Once again, airlines face financial claims for passengers left stranded at airports. The closure of Sharm el Sheikh airport, following the crash of a Russian A321 in November, led to significant liability attaching to carriers under article 9 of European Union (EU) regulation 261/2004 for meals, refreshments and hotel accommodation. Similar duties are placed upon tour operators, and the smarter carriers are able to pass on this liability in their commercial agreements with them.
Meanwhile, in the Scottish case of Dunbar v Easyjet, the flight delay between Glasgow and Malaga was due to air traffic control relating to earlier routings. This resulted in the late arrival of the flight, and other suitable aircraft were not available.
The judge found that this amounted to extraordinary circumstances, which resulted in a six-hour delay. But he was not satisfied that everything reasonable has been done, and that other measures could have been taken to minimise the delay that occurred. The passenger, accordingly, was entitled to compensation.
In another Scottish case, Caldwell v Easyjet, the passengers complained that they had turned up at the airport on time, only to be faced with a very long queue waiting to check-in for different Easyjet flights.
This delay meant they were late going through security and passport control, and this was the reason why, on arrival at the gate, they found it closed. In deciding whether this was a case of passengers arriving late at the gate or whether they had been denied boarding, the judge found that this was denied-boarding, and compensation was awarded.

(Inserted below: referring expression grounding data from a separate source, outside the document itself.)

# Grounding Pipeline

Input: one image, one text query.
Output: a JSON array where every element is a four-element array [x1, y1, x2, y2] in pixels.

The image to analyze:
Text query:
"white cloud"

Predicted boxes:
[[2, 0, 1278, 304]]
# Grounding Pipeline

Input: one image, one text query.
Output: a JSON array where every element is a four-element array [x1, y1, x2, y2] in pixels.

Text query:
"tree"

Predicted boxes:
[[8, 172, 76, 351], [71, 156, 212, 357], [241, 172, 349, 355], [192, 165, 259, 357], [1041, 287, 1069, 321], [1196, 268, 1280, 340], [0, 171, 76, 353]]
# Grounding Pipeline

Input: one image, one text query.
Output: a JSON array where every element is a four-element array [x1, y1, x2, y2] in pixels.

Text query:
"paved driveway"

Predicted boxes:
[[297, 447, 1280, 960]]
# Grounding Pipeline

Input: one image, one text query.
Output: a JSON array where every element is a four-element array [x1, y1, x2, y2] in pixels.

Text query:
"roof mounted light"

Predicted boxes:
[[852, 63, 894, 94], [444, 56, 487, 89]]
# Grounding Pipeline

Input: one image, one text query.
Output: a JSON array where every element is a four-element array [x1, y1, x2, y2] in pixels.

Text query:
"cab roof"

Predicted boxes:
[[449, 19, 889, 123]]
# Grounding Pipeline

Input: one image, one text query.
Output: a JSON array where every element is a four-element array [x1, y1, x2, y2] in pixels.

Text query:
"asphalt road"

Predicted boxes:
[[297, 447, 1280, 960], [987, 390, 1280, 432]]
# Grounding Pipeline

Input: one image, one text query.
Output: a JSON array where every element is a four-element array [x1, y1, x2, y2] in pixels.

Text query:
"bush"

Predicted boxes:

SAFE HARBOUR IS AN AGREEMENT between the EU and the US, agreed in 2000, relating to the usual rule that the Data Protection Act forbids personal data from being transferred outside Europe. Safe Harbour was intended to be a system similar in quality to the European scheme, thus protecting data migrated to the US. However, in October 2015, the European Court of Justice (ECJ) determined that Safe Harbour was inadequate to meet European standards. This has raised an immediate issue for those exporting personal information to the US, including airline data, passenger name records, payroll data and traveller details. Following the ECJ decision, data controllers should rely upon ‘model contract clauses’ and understand what data might be exported, and the protection given by the other party.
THE MODERN SLAVERY ACT 2015 requires companies with an annual turnover exceeding £36 million to produce an annual statement that clarifies the steps which have been taken with suppliers to ensure they do not engage in using slave labour, or engage in human trafficking. This is likely to result in additional compliance provisions in contracts, so that the company can identify steps taken relating to its business and supply chain and internal policies regarding slavery and human trafficking in respect of all of its suppliers. There is statutory guidance about how compliance can be achieved.
For those dealing with consumers in the travel sector, further statutory protection has been provided by the Consumer Rights Act 2015, particularly requiring service providers to perform services with reasonable care and skill, within a reasonable time, and at a reasonable cost. If the service is performed badly, the consumer has a right to request performance be repeated, and a right to a price reduction. There are specific provisions for class actions where a breach of contract occurs, to enable groups of consumers to bring claims against the same supplier for defective services.
Once again, it’s time to check and update contracts to take these new regulations into account.